COMMONWEALTH super-featherweight title challenger Kevin O'Hara vowed to copy his Irish sparring partner Martin Lindsay by stripping a Scot of his belt. The Belfast boxer takes on champion Ricky Burns at the Bellahouston Leisure Centre tonight looking to cause an upset.
O'Hara, 27, replaces Steve Foster who pulled out after a purse row, and he has been helped in his preparations by Lindsay, who scored a sixth-round stoppage against South Queensferry fighter Paul Appleby in Belfast in April to become the new British
featherweight champion.
Burns is favourite to retain his belt, as Appleby was in April, but O'Hara said: "I think I will upset the odds, I quietly fancy my chances.
"I have been training with Martin and success breeds success. The guys in my gym didn't fancy Martin against Appleby but I did.
"I put all my savings on him and won £2,500. It was man against boy. It's another Irishman taking another Scot's belt and that's the way I'm looking at it. That's just the way it is."
Burns, 26, was unimpressed with the Irishman's bravado. "He can go in there with all the game plans he wants but there is no way I'm getting beat."

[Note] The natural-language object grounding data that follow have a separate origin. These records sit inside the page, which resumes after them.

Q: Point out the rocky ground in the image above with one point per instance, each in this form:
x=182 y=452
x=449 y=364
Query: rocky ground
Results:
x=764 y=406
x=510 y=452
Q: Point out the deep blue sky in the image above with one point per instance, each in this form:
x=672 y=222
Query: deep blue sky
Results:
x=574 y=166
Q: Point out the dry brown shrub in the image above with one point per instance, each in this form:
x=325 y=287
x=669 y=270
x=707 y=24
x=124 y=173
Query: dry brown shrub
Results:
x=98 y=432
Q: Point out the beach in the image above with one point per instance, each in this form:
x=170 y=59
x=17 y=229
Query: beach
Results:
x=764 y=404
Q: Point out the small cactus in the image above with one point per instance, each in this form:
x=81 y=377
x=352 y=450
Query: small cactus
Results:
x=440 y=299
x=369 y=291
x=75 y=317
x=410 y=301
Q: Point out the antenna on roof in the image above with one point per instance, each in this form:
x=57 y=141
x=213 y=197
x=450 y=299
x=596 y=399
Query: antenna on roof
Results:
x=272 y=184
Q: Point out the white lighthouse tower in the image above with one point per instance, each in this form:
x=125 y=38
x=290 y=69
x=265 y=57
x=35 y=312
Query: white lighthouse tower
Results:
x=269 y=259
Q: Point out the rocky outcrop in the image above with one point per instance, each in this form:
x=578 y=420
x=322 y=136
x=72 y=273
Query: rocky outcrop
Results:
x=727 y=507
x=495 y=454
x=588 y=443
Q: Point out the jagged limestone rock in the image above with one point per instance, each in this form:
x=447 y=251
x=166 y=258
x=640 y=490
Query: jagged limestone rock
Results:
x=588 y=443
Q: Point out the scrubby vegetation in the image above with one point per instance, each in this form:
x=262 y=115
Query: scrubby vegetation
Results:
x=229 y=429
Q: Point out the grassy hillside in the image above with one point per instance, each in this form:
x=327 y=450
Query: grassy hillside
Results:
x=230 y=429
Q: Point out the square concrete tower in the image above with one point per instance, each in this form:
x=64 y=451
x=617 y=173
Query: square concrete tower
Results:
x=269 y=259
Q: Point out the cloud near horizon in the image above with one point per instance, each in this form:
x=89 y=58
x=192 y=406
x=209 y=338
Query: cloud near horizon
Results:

Further down the bill, the former WBO super-featherweight champion Alex Arthur gets back on the comeback trail against Mohamed Benbiou after losing his title to Nicky Cook nine months ago. The Edinburgh fighter has since moved up to lightweight and claims to feel the benefit.
In Aberdeen's Beach Ballroom on the same night, local hero Lee McAllister, 26, will fight for the vacant Commonwealth lightweight title against Ghana's Godfred Sowah.
McAllister's manager, Tommy Gilmour, insists his fighter, who lost his British title clash with John Murray in January, is aware of the importance of this fight.
He said: "Lee is in good shape. He realises that if he wins then this can be the stepping-stone to bigger and better things."